1. Rechtsgrundlagen und Geltungsbereich dieser Unterweisung
Diese Unterweisung richtet sich an Beschäftigte ohne elektrotechnische Ausbildung, die im Arbeitsalltag mit elektrischen Betriebsmitteln umgehen: mit Bohrmaschinen, Winkelschleifern, Verlängerungsleitungen, Baustellenleuchten oder Baustromverteilern. Sie ersetzt keine elektrotechnische Ausbildung und berechtigt Sie ausdrücklich nicht zu Arbeiten an elektrischen Anlagen.

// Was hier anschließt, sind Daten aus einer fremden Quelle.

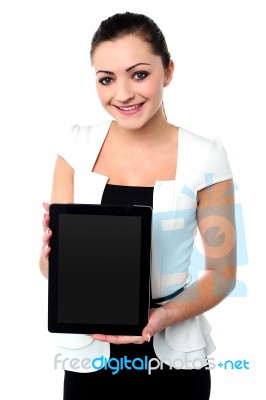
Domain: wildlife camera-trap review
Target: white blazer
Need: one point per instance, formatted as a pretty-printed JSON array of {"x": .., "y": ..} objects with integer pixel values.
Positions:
[{"x": 201, "y": 162}]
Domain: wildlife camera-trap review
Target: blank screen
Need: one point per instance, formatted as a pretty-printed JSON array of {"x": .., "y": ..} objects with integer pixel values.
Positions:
[{"x": 99, "y": 269}]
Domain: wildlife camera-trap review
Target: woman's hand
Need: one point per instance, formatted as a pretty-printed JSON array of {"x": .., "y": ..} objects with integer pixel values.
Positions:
[
  {"x": 157, "y": 322},
  {"x": 47, "y": 233}
]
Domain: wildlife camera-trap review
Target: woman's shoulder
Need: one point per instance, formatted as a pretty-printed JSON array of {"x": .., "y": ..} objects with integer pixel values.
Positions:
[{"x": 81, "y": 132}]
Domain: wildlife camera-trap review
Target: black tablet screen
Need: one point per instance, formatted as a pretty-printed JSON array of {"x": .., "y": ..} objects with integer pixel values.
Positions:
[
  {"x": 99, "y": 269},
  {"x": 99, "y": 259}
]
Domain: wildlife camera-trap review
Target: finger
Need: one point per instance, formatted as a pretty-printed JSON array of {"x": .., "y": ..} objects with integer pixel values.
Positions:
[
  {"x": 46, "y": 206},
  {"x": 45, "y": 222},
  {"x": 46, "y": 251}
]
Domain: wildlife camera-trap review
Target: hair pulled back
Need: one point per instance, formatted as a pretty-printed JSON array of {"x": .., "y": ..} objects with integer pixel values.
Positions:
[{"x": 128, "y": 23}]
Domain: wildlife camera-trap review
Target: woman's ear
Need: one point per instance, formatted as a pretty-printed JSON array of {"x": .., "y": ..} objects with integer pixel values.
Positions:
[{"x": 169, "y": 73}]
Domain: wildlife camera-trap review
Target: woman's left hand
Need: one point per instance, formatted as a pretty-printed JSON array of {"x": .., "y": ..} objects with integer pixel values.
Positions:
[{"x": 156, "y": 323}]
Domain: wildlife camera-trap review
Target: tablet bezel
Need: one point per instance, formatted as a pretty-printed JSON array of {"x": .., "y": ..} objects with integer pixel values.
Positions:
[{"x": 145, "y": 213}]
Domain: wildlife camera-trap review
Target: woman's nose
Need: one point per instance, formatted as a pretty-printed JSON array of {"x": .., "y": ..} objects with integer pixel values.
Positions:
[{"x": 124, "y": 92}]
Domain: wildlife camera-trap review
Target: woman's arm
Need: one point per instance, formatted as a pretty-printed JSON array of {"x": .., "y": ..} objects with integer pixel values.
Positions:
[
  {"x": 62, "y": 192},
  {"x": 216, "y": 223}
]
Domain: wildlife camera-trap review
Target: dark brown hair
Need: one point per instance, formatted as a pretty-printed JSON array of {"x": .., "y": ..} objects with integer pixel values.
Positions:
[{"x": 128, "y": 23}]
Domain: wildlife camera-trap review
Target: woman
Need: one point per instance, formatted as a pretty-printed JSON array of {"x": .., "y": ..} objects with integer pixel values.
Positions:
[{"x": 138, "y": 157}]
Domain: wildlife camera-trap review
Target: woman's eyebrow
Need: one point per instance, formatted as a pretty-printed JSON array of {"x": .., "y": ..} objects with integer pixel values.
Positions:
[{"x": 128, "y": 69}]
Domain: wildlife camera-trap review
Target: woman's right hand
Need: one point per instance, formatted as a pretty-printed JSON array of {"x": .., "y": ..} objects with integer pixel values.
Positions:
[{"x": 47, "y": 233}]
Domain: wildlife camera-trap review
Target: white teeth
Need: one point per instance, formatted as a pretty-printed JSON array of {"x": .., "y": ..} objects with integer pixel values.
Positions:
[{"x": 129, "y": 108}]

Nach § 12 Abs. 1 ArbSchG unterweist Ihr Arbeitgeber Sie während der Arbeitszeit ausreichend und angemessen über Sicherheit und Gesundheitsschutz, und zwar vor Aufnahme der Tätigkeit, bei Veränderung des Aufgabenbereichs und bei Einführung neuer Arbeitsmittel oder Technologien. § 4 DGUV Vorschrift 1 verlangt, dass die Unterweisung erforderlichenfalls wiederholt wird, mindestens aber einmal jährlich erfolgt und dokumentiert wird. Für Arbeitsmittel konkretisiert § 12 BetrSichV die Pflicht: Unterweisung vor der ersten Verwendung, danach in regelmäßigen Abständen, mindestens jedoch einmal jährlich, mit schriftlicher Festhaltung von Datum und Namen.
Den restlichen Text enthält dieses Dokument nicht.